4 DISCUSSION I. Move-away order The applicable legal standard to address a move-away request depends on whether the relocating parent has sole or joint physical custody of the child. A parent having sole physical custody of a child has a presumptive right to move away. (Fam. Code,4 § 7501, subd. (a); In re Marriage of LaMusga (2004) 32 Cal.4th 1072, 1078.) The noncustodial parent bears the initial burden of showing that relocating the child’s residence would be detrimental to the child, requiring a reevaluation of custody. (LaMusga, at p. 1078.) If the noncustodial parent makes that showing of detriment, then the trial court must determine whether a change in custody would be in the child’s best interests. (Ibid.) In assessing detriment and prejudice to the child’s welfare as a result of relocating and whether to modify a custody order, the family court may consider the child’s interest in stability and continuity in the custodial arrangement; the distance of the move; the child’s age; the child’s relationship with the parents; the parents’ relationship, including their ability to communicate and cooperate effectively and their willingness to put the child’s interests above their own; the child’s wishes, if appropriate; the reasons for the move; and the extent to which the parents currently share custody. (Id. at p. 1101.)

4 All further undesignated statutory references are to the Family Code.

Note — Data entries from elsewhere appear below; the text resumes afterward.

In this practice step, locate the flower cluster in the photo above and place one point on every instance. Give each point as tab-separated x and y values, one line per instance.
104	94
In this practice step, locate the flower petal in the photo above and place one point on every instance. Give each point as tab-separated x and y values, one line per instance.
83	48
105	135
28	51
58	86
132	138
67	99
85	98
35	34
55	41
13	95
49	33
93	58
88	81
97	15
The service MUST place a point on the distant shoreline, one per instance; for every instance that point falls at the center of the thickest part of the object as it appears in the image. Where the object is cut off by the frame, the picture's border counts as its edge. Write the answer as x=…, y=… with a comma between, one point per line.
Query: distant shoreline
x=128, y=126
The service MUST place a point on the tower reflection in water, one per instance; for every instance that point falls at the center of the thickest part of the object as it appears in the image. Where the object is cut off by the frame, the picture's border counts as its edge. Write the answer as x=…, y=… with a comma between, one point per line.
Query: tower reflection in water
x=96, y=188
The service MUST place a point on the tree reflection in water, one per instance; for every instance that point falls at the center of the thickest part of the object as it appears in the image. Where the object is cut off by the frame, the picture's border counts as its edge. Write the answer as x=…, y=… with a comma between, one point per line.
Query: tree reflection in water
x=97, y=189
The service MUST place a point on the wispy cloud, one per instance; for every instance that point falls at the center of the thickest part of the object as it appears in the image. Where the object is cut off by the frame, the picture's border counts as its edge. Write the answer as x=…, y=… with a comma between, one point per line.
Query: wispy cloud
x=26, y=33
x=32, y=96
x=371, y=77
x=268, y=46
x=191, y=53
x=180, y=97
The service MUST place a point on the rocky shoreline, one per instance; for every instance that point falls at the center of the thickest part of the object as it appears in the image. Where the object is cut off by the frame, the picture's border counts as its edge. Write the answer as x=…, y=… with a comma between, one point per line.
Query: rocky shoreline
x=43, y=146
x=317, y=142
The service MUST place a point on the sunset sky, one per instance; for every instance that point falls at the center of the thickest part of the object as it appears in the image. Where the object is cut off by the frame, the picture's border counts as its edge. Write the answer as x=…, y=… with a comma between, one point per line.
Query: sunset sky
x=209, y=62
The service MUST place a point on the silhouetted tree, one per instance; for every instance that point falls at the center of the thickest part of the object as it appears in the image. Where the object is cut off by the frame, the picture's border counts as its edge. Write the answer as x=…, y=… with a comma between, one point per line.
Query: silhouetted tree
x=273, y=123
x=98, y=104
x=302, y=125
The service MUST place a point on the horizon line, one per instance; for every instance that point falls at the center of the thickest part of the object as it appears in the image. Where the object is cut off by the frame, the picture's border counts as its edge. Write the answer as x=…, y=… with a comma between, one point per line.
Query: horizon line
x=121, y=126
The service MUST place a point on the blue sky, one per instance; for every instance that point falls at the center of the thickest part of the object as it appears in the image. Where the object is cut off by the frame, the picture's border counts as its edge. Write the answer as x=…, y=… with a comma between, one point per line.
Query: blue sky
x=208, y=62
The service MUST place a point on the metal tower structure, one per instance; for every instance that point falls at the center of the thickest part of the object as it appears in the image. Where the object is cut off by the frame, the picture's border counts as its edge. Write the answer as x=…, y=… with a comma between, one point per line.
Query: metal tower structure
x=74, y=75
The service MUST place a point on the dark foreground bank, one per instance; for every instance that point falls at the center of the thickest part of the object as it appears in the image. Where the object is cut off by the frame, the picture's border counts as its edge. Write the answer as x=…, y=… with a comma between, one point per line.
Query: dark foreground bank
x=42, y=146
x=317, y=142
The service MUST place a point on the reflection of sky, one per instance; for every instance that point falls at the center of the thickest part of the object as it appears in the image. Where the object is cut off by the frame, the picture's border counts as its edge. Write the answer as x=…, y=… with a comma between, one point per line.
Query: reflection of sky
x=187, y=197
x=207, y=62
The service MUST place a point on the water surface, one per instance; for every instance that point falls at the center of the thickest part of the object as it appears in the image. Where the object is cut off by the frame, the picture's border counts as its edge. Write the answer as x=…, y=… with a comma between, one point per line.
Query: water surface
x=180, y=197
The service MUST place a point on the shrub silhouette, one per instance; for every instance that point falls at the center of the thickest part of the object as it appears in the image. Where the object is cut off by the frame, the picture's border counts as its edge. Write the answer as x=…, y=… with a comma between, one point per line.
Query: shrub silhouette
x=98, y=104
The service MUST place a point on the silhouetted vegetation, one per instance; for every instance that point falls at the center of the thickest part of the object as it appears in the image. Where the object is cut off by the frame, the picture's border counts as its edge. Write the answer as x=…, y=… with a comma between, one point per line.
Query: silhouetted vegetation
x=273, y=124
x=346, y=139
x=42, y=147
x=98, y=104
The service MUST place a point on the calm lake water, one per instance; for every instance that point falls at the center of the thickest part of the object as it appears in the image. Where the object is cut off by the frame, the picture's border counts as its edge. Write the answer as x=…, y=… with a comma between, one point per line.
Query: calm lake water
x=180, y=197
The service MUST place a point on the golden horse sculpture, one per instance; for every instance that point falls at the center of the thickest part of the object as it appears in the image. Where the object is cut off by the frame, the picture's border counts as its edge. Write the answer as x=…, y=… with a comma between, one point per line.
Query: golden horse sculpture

5 Where parents have joint custody, custody may be modified if in the child’s best interests. (§ 3087; In re Marriage of Burgess (1996) 13 Cal.4th 25, 40, fn. 12 (Burgess).) The relocating parent does not have a presumptive right to change the child’s residence, and the other parent does not have to show detriment. (Niko v. Foreman (2006) 144 Cal.App.4th 344, 362.) Rather, the trial court determines de novo what physical custody arrangement is in the child’s best interests. (Id. at p. 364.) Determining whether a parent has sole or joint physical custody can depend on the parties’ actual practice. In one case, for example, where the father saw his son as frequently as four or five days a week (notwithstanding the formal arrangement), the court said that the parties had joint physical custody. (Brody v.